Hershey Chocolate of Virginia, Inc. v. Augusta County

92 Va. Cir. 141, 2015 Va. Cir. LEXIS 205
CourtAugusta County Circuit Court
DecidedAugust 21, 2015
DocketCase No. CL14002172-00
StatusPublished

This text of 92 Va. Cir. 141 (Hershey Chocolate of Virginia, Inc. v. Augusta County) is published on Counsel Stack Legal Research, covering Augusta County Circuit Court primary law. Counsel Stack provides free access to over 12 million legal documents including statutes, case law, regulations, and constitutions.

Bluebook
Hershey Chocolate of Virginia, Inc. v. Augusta County, 92 Va. Cir. 141, 2015 Va. Cir. LEXIS 205 (Va. Super. Ct. 2015).

Opinion

By

Judge Victor V. Ludwig

On December 12, 2014, Hershey Chocolate of Virginia, Inc. (Hershey), filed its Application for Relief from Erroneous Assessment of Real Property Taxes (the Application), asking that the Court correct the assessment for the year 2014 on its real estate in Stuarts Draft, Virginia (the Property). On December 31, 2014, the defendant, Augusta County, filed a Demurrer, or in the alternative, a Motion for a Bill of Particulars (the MBOP). These two responses were filed as a single pleading, but because they address different issues, I will treat them as discrete pleadings.

Related to those pleadings, but raising different issues, are Hershey’s Motion for Leave To Amend the Application (the Motion To Amend), which included a request for reimbursement of fees and costs related to its having to file the Motion To Amend.

In support of their various pleadings, Hershey filed a Memorandum in Opposition to the Demurrer (Hershey’s Memo), and the County filed a [142]*142Memorandum in Support of the Demurrer, or in the alternative, Motion for a Bill of Particulars, and in Opposition to Plaintiff’s Motion for Leave To Amend (the County’s Memo).

The parties argued the issues on June 16, 2015.

I. Demurrer

To put the Demurrer in context, it is helpful to ascertain what Hershey has to prove and then to determine if it has alleged facts sufficient to support the necessary components of its claim.

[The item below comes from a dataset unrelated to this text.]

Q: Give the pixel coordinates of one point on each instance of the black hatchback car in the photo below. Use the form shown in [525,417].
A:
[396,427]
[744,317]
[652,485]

Hershey’s claim is grounded in Va. Code Ann. § 58.1-3984, which affords a taxpayer the opportunity file a petition in the circuit court asking for relief from an assessment. Specifically, with respect to the case which Hershey has filed (which involves real estate), the statute provides, in part:

[T]here shall be a presumption that the valuation determined by the assessor or as adjusted by the board of equalization is correct. The burden of proof shall be on the taxpayer to rebut such presumption and show by a preponderance of the evidence that the property in question is valued at more than its fair market value or that the assessment is not uniform in its application, and that it was not arrived at in accordance with generally accepted appraisal practices, procedures, rules, and standards as prescribed by nationally recognized professional appraisal organizations such as the International Association of Assessing Officers (1AAO) and applicable Virginia law relating to valuation of property ....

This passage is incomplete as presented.